Alexander Brandon Museum

Mind the cursed artifacts and enjoy your stay!

Timeline

1988

The AdLib

Before the tracker aliases and game credits, there were already childhood-era AdLib experiments.

This card marks the earliest starting point in the museum: music made at home before the scene years, before modules, and before the work that would later break out into public view.

Pre-1995

Tracker Scene

This is the old-fashioned way in: tracker culture, aliases, and the roots of game music.

I came up the old-fashioned way through the tracker scene, and this is where I would want people to start. Follow the aliases, open the scene links, and enjoy the sample-based world that shaped everything that came after.

"I think it is very important to understand game music's roots."

OC ReMix Interview
1995

Tyrian

This is where the scene years turn into a game people can still enjoy today.

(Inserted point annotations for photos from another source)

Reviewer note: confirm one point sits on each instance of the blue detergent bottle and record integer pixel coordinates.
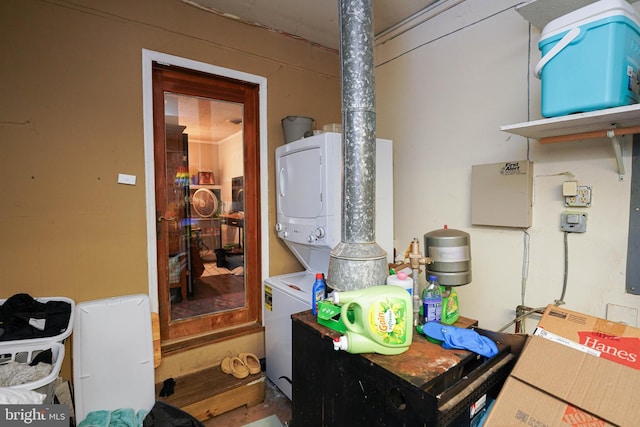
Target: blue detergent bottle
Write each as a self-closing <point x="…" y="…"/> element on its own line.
<point x="317" y="293"/>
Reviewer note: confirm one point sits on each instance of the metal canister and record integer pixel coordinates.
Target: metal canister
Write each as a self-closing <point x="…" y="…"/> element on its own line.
<point x="450" y="253"/>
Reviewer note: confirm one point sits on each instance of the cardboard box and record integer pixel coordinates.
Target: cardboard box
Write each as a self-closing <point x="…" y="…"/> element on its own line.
<point x="555" y="385"/>
<point x="610" y="340"/>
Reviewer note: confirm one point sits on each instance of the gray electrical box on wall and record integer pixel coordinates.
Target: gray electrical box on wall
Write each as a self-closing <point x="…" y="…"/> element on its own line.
<point x="501" y="194"/>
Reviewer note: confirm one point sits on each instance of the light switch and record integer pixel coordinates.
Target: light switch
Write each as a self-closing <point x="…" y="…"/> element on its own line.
<point x="570" y="188"/>
<point x="123" y="178"/>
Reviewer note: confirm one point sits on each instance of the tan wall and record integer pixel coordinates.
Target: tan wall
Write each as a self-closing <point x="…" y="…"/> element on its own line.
<point x="71" y="120"/>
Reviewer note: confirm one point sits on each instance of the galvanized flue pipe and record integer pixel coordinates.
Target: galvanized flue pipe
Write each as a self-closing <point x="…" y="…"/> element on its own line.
<point x="357" y="261"/>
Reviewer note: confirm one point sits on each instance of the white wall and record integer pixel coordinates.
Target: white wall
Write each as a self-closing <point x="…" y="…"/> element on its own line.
<point x="444" y="88"/>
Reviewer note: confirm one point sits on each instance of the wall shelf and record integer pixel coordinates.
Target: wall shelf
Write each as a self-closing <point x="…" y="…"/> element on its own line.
<point x="610" y="123"/>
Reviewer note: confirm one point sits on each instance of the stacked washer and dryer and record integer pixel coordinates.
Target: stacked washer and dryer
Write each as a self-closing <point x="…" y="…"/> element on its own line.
<point x="309" y="218"/>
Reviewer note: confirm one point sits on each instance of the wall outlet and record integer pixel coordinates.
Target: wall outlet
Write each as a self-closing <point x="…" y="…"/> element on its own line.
<point x="573" y="222"/>
<point x="582" y="198"/>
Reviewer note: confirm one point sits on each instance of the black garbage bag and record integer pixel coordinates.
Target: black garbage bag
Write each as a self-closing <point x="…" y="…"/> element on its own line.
<point x="164" y="415"/>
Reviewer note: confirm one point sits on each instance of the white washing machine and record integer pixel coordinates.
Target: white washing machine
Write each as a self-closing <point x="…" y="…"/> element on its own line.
<point x="283" y="296"/>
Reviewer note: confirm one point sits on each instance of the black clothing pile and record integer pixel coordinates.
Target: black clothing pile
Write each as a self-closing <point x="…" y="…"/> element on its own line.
<point x="22" y="318"/>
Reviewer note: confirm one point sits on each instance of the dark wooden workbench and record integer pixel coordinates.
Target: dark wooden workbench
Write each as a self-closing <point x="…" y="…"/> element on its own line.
<point x="426" y="385"/>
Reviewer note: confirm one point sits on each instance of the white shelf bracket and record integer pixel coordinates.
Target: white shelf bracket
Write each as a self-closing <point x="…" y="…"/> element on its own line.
<point x="618" y="149"/>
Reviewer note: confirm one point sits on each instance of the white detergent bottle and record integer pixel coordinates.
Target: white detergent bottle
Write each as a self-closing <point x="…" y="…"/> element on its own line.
<point x="380" y="320"/>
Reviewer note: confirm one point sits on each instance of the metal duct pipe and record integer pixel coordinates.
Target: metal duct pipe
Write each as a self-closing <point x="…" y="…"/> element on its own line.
<point x="357" y="261"/>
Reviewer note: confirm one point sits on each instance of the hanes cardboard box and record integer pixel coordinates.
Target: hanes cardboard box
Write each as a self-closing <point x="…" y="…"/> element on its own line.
<point x="554" y="384"/>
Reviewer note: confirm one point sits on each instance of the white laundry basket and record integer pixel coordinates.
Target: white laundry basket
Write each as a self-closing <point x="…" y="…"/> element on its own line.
<point x="25" y="353"/>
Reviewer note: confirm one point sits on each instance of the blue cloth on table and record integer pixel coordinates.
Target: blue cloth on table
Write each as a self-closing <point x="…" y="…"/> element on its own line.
<point x="125" y="417"/>
<point x="462" y="338"/>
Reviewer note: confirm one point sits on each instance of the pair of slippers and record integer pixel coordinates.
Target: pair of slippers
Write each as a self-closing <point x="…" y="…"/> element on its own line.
<point x="242" y="365"/>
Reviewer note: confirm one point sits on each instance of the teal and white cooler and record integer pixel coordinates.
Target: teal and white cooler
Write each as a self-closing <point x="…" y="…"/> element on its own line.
<point x="590" y="59"/>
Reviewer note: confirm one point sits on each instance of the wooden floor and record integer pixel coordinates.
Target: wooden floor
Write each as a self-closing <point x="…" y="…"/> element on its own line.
<point x="274" y="403"/>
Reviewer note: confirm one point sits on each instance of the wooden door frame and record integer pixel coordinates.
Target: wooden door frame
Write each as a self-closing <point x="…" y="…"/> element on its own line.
<point x="260" y="156"/>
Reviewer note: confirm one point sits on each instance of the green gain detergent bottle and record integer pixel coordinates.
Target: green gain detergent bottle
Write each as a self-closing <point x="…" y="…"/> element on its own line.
<point x="380" y="319"/>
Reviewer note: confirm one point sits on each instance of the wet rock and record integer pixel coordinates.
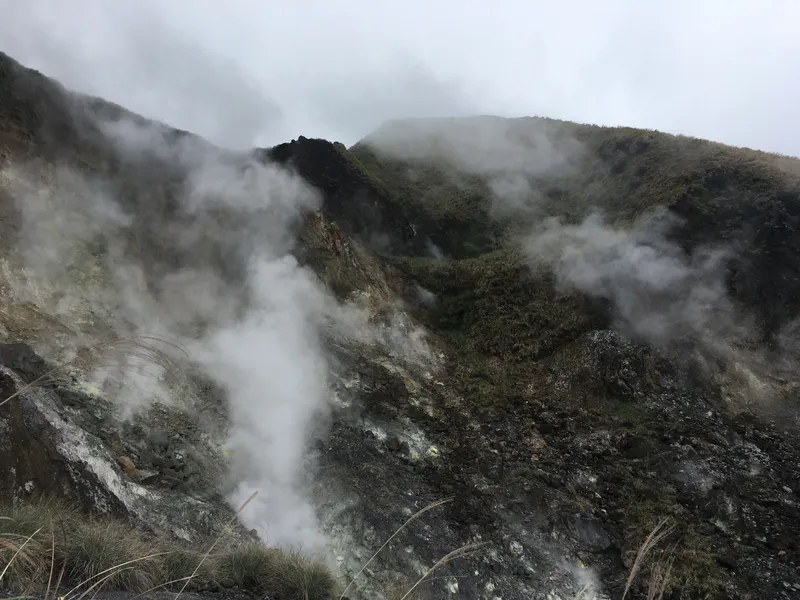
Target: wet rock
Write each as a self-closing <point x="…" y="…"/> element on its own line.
<point x="126" y="464"/>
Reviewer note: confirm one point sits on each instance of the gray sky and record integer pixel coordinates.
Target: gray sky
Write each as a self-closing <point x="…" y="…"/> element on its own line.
<point x="258" y="72"/>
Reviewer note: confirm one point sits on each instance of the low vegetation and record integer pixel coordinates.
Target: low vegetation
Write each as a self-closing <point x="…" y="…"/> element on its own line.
<point x="50" y="548"/>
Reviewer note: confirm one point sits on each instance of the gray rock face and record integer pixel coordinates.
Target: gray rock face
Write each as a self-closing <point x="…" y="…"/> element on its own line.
<point x="551" y="489"/>
<point x="61" y="441"/>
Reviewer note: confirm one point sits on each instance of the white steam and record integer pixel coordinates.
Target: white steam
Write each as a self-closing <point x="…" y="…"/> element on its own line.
<point x="259" y="338"/>
<point x="510" y="154"/>
<point x="657" y="291"/>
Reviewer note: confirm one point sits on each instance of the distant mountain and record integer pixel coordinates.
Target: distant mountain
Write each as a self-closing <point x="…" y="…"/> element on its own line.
<point x="572" y="332"/>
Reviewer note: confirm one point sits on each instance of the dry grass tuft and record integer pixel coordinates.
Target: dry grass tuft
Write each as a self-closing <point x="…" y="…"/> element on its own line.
<point x="120" y="353"/>
<point x="46" y="544"/>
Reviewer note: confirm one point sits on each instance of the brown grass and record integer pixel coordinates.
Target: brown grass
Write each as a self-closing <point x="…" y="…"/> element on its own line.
<point x="45" y="544"/>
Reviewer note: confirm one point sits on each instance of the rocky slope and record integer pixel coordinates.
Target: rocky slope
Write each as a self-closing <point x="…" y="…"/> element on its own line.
<point x="567" y="381"/>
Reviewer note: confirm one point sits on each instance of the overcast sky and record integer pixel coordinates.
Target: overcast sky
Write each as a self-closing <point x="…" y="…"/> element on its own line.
<point x="258" y="72"/>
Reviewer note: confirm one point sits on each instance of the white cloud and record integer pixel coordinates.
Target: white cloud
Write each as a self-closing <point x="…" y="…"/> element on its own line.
<point x="245" y="72"/>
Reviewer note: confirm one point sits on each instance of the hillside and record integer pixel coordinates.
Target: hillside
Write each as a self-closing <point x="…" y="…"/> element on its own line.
<point x="572" y="332"/>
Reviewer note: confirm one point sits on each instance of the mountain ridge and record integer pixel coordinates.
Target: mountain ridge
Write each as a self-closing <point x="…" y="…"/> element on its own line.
<point x="547" y="425"/>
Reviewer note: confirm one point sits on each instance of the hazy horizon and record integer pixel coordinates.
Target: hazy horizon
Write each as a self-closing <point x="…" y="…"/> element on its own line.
<point x="258" y="73"/>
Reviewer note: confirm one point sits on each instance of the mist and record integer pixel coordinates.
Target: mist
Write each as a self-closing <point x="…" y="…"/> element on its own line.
<point x="251" y="322"/>
<point x="657" y="292"/>
<point x="509" y="154"/>
<point x="262" y="73"/>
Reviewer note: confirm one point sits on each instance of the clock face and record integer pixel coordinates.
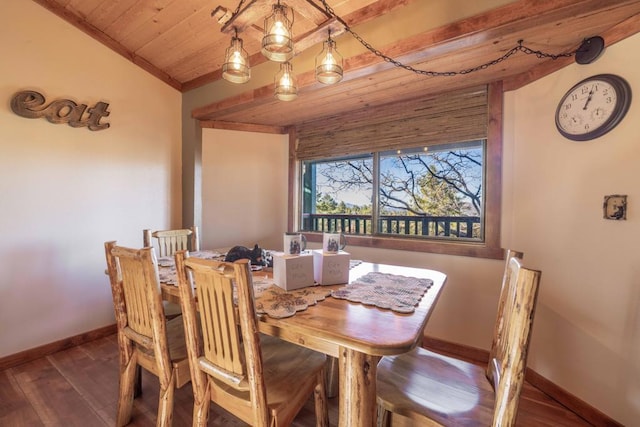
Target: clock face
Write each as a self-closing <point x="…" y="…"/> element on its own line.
<point x="593" y="107"/>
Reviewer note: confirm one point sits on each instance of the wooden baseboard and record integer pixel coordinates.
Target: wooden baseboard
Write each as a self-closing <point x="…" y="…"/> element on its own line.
<point x="571" y="402"/>
<point x="47" y="349"/>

This is one of the clearest places to hear those scene instincts turning into a full game soundtrack. If you are new to this part of the story, this is a good place to play, listen, and follow the world outward from here.

"Tyrian", the shooter Jason and I came up with, fast became an Epic title.

UnrealSP Interview
1998

Jazz Jackrabbit 2

A bright, fast platformer stop that shows the Epic years were not just shooters.

This card works as the playful side of the museum's Epic chapter: colorful, kinetic, and still deeply tied to tracker-era composition. It also gives readers a cleaner bridge from Tyrian into the broader Epic run.

"My friend Jason Emery first played the Metroid theme over the phone to me saying 'wow, cool, 5 voices, listen to this...' and the rest is history."

VGMO Interview
1998

Unreal

One of those rare moments where the music-first approach just worked.

Unreal felt like one of those rare projects where I could just write music and it magically went in. I want this card to invite people into the full atmosphere, where the mood, world, and score all seem to lock together at once.

"I pretty much wrote anything I wanted. Cliff would describe the situation and I'd play early builds and the music was written based on inspiration alone."

UnrealSP Interview
1999

Unreal Tournament

The multiplayer breakout where the score became part of the game's identity for an entire generation.

This exhibit earns its own stop because it is not just another Unreal release. It is a culture-maker: the maps, the pace, and the music all became shorthand for a whole era of competitive PC play.

2000

Deus Ex

The same instinctive approach, but with more of the world already in view.

Deus Ex followed some of that same tradition, but with a clearer sense of place, locale, and story beforehand. This is a good place to notice how the music starts locking to the world more deliberately, and how that opens into everything beyond this early era.

"My favorite was probably Deus Ex overall... it remains one of the top games ever released, so it is my current crown jewel."

VGMO Interview
2011

Skyrim

A later-era appearance that a lot of players remember instantly once they hear the names.

In Skyrim, Alex shows up as two voiced characters: Ancano in the College of Winterhold line and Amaund Motierre in the Dark Brotherhood story.